- Artist: Kanō Eitoku
- Year: 16th–17th century
- Type: Colour on paper with gold leaf
- Dimensions: 170.3 cm × 460.5 cm (67.0 in × 181.3 in)
- Location: Tokyo National Museum; Tokyo, Japan;
- Owner: National Treasures of Japan

= Cypress Trees =

Work of Japanese art

Cypress Trees (檜図, hinoki-zu) is a Kanō-school byōbu or folding screen attributed to the Japanese painter Kanō Eitoku (1543–1590), one of the most prominent patriarchs of the Kanō school of Japanese painting. The painting dates to the Azuchi–Momoyama period (1573–1615). Now in Tokyo National Museum, it has been designated a National Treasure.

==Painting==
This Japanese folding screen was made from several joined panels.

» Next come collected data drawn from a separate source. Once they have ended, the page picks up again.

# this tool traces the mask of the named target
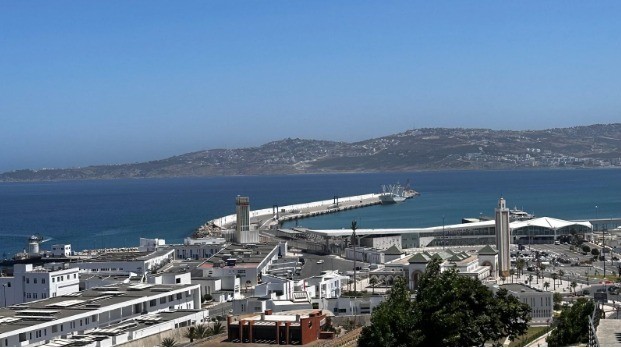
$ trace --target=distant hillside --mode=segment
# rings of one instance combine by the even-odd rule
[[[355,143],[284,139],[144,163],[17,170],[0,174],[0,181],[567,167],[621,167],[621,124],[537,131],[425,128]]]

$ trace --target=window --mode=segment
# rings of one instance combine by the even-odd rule
[[[7,283],[7,287],[10,288],[11,287],[11,282]]]
[[[26,284],[30,284],[30,278],[26,278]]]
[[[178,293],[177,294],[177,300],[181,300],[181,296],[182,296],[181,293]]]
[[[157,301],[156,300],[151,300],[149,302],[149,306],[151,306],[151,307],[155,307],[156,305],[157,305]]]
[[[33,298],[37,298],[37,295],[38,295],[38,294],[35,292],[34,294],[32,294],[32,297],[33,297]]]
[[[166,303],[166,297],[160,297],[160,304]]]
[[[96,314],[91,315],[91,321],[92,321],[93,323],[96,323],[96,322],[97,322],[97,315],[96,315]]]
[[[73,274],[73,279],[75,279],[78,275],[76,273]]]
[[[168,296],[168,302],[172,302],[173,301],[173,295]]]
[[[37,284],[37,278],[34,278],[33,281],[35,284]]]
[[[41,278],[41,284],[45,284],[45,278]]]
[[[56,278],[52,277],[52,283],[56,283]]]

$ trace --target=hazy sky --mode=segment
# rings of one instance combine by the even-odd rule
[[[621,1],[0,1],[0,171],[621,121]]]

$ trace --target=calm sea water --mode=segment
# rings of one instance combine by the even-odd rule
[[[537,216],[621,216],[621,170],[439,171],[415,173],[249,176],[0,183],[0,253],[12,255],[38,233],[74,250],[134,246],[140,237],[181,242],[204,222],[235,211],[378,192],[406,182],[421,196],[300,220],[313,228],[428,227],[493,215],[498,197]],[[595,208],[598,206],[598,209]]]

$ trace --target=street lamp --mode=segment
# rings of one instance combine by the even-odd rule
[[[446,247],[446,234],[444,233],[444,218],[445,216],[442,215],[442,249]]]
[[[6,307],[6,284],[2,284],[2,295],[4,295],[4,307]]]
[[[352,220],[351,222],[351,237],[352,243],[354,244],[354,297],[356,296],[356,259],[358,256],[356,255],[356,229],[358,228],[358,222],[356,220]]]

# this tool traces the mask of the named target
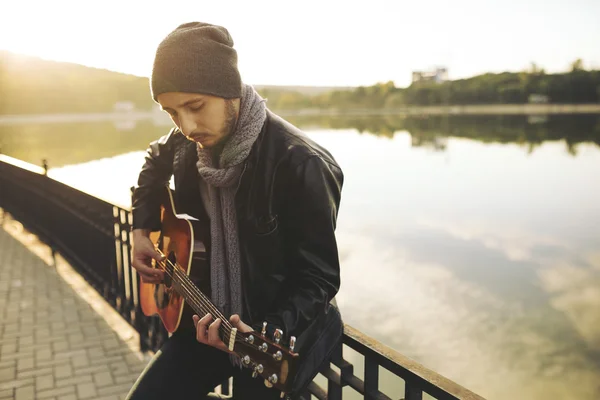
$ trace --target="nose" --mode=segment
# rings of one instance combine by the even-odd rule
[[[192,132],[196,130],[196,121],[194,118],[191,118],[186,115],[182,115],[179,117],[179,129],[185,136],[190,136]]]

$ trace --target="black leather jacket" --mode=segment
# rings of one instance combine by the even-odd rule
[[[172,129],[150,144],[133,195],[133,228],[160,229],[157,190],[174,176],[180,213],[206,221],[195,143]],[[255,329],[299,335],[336,295],[340,266],[335,238],[343,183],[331,154],[268,112],[246,159],[235,197],[243,319]],[[210,248],[210,246],[207,246]]]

Screens were used to separate interiors and enclose private spaces, among other uses. This work is considered a representative work of Eitoku, who pioneered the bold "colour and gold" style. The painting is a polychrome-and-gold screen that depicts a cypress tree against the backdrop of gold-leafed clouds, and surrounded by the dark blue waters of a pond. The painting stretches across two four-panel folding screens from around 1590; it is made of paper covered with gold leaf, depicting a cypress tree, a symbol of longevity in Japan.

==Background==
Commonly attributed to Kanō Eitoku (1543–1590), there is another theory based on a reference to a commission in The Diary of Prince Toshihito (智仁観王日記) that the painting was instead made by Eitoku's younger brother Kanō Sōshū (狩野宗秀). The eight panels originally took the form of four painted shōji, later remounted, which helps account for some of the discontinuities in the image. After the Meiji Restoration the paintings passed from the Katsura-no-miya to the Imperial Household and thence to the nation.